I took a moment to read and annotate a recent introduction for a special issue on Disaster Media by Lisa Parks and Janet Walker. The article gives helpful framings to understand media in/of COVID-19, but also environmental crisis (including air pollution in Southern California and Hurricane Katrina). They also point to examples for readings data visualizations as disaster media and cultural products, focusing particularly on COVID-19 graphs and satellite imagery (relevant to understanding our own role of remotely "tracking" or "mapping" COVID-19 cultural shifts). Given my own earlier training in media and communications studies, the article helped me see how a field of "disaster media" is just being articulated. In another article where Parks is "mapping" the discipline more broadly, she observes that former media studies students might now gravitate toward critical data studies. True in my case.
The authors are efficient at connecting COVID-19 to issues of environmental justice and temporality (relevant for my teaching, and maybe interesting for your work, James!). For example, they call for heightened production of public, open-access media of diverse forms (to address disinformation and boost media literacy), while acknowledging the conundrum that we need more energy-efficient media ("no" or "low carbon media", also see Finn and Rosner's syllabus about information in troubled worlds). In regards to time, Parks and Walker argue that "disaster media need to be considered in relation to the multiple temporalities of climate disruption (from the longue durée of glacial flow to uncertain and sudden extreme weather)." I'm less convinced by the heavy reliance on Naomi Klein's notion of "coronavirus capitalism" and while the authors acknowledge that "low-carbon media" have always existed in more resource-strapped contexts, I would like to learn more about concrete examples.

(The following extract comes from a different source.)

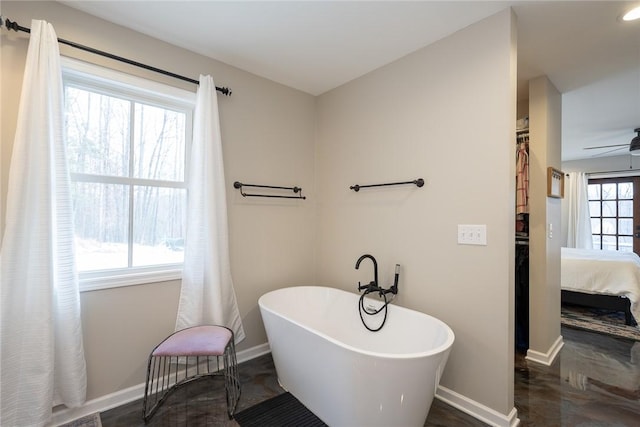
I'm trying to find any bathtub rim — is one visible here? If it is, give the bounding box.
[258,285,455,360]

In sum, the article helped me draw conceptual connections between what currently are separate essays -- COVID-19 and communications. The reflections on COVID visualizations in the article point to a lot of potential for deeper analysis. Also, it made me think about what kind of media are we producing as a research group. Personally, I'm still thinking about the different angles I bring from my own training (media studies, STS and now critical data studies) -- and which of them I would like to focus on. Certainly the article helped me think expansively from all three fields, and I think the COVID-19 project is set up nicely to support that -- and yes, all collaborators welcome.